Ignazio Visco: “Rigidità imprese/sindacati il freno”. Bonanni: “Parla a vanvera”

di Redazione Blitz
Pubblicato il 28 Marzo 2014 - 13:10 OLTRE 6 MESI FA
Ignazio Visco: "Rigidità imprese/sindacati il freno". Bonanni: "Parla a vanvera"

Ignazio Visco: “Rigidità imprese/sindacati il freno”. Bonanni: “Parla a vanvera”

ROMA – Ignazio Visco: “Rigidità imprese/sindacati il freno”. Raffaele Bonanni: “Parla a vanvera”. “Rigidità legislative, burocratiche corporative, imprenditoriali, sindacali, sono sempre la remora principale allo sviluppo del nostro paese”. Lo ha detto il governatore della Banca d’Italia Ignazio Visco rifacendosi alle parole di Guido Carli, durante la celebrazione del centenario della nascita dell’economista alla Luiss.

La ricostruzione storico/economica non è piaciuta al segretario della Cisl Raffaele Bonanni, secondo il quale “ci sono alte autorità che spesso parlano a vanvera, fanno di ogni erba un fascio”. Aggiungendo che spesso sono loro, riferito alle alte autorità come il governatore della Banca d’Italia, il problema perché gridano “allo sfascio e stanno diventando loro gli untori del populismo italiano”.
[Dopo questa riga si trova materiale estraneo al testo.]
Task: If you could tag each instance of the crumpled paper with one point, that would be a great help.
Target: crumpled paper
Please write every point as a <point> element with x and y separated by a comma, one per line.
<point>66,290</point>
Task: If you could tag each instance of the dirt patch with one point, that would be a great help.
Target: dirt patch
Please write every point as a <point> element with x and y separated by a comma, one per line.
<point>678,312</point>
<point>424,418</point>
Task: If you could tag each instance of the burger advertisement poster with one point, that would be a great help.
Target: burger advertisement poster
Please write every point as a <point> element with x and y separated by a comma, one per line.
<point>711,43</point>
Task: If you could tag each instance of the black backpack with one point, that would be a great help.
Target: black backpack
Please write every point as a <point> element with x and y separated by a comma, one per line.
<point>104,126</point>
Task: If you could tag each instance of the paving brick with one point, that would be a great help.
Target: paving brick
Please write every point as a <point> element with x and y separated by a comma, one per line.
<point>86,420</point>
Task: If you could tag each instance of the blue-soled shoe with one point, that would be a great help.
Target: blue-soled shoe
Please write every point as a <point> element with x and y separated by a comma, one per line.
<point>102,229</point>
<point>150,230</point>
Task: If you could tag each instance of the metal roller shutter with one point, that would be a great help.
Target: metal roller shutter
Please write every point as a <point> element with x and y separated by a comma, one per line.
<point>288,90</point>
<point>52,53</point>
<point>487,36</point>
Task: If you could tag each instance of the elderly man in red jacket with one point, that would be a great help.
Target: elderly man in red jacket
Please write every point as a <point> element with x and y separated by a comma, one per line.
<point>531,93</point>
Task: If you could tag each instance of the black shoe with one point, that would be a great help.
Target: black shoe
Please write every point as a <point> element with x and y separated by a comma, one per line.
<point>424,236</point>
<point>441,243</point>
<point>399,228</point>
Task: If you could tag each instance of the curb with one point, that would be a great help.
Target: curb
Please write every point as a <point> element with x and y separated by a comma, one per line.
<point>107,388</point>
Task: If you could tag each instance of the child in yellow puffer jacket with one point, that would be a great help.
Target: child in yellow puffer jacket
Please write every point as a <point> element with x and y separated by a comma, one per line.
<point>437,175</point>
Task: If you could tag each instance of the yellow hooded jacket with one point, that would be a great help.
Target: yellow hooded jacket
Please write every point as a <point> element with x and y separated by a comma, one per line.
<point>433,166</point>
E a dire il vero, le parole di Ignazio Visco appaiono ben peggio di come le ha inquadrate Raffaele Bonanni: c’è un atteggiamento di di diniego della realtà che dà i brividi. Come si fa a ignorare una recessione mondiale che ha portato al fallimento alcune delle più grandi banche del mondo e delle più grandi industrie del mondo? E l’azione della Banca d’Italia e del Governo che hanno strozzato il credito e quindi soffocato le imprese cui ora Visco sembra volere addossare ogni colpa, ignorando le proprie?

Ma cosa ha detto esattamente Visco? Riassumendo: sono note le cose da fare, si conosce l’entità e la diagnosi sulla “ferita” dell’economia italiana ma “lacci e lacciuoli”, di tipo corporativo, sindacale e imprenditoriale frenano le riforme ineludibili.

È di evidente attualità l’analisi di Guido Carli nelle Considerazioni finali del 1971, sulle quali si volse il mio esame con Federico Caffè: la nostra economia ha subito una ferita: né l’impulso della spesa pubblica, pur se orientata nelle direzioni più congrue, né l’espansione creditizia, pur se attuata con coraggio, varranno, da soli, a restituirle vigore. Occorrerà che durante un certo intervallo temporale si realizzino incrementi della produttività in modi compatibili con i più progrediti assetti che si mira a stabilire nella vita aziendale. (Ignazio Visco, Governatore della Banca d’Italia)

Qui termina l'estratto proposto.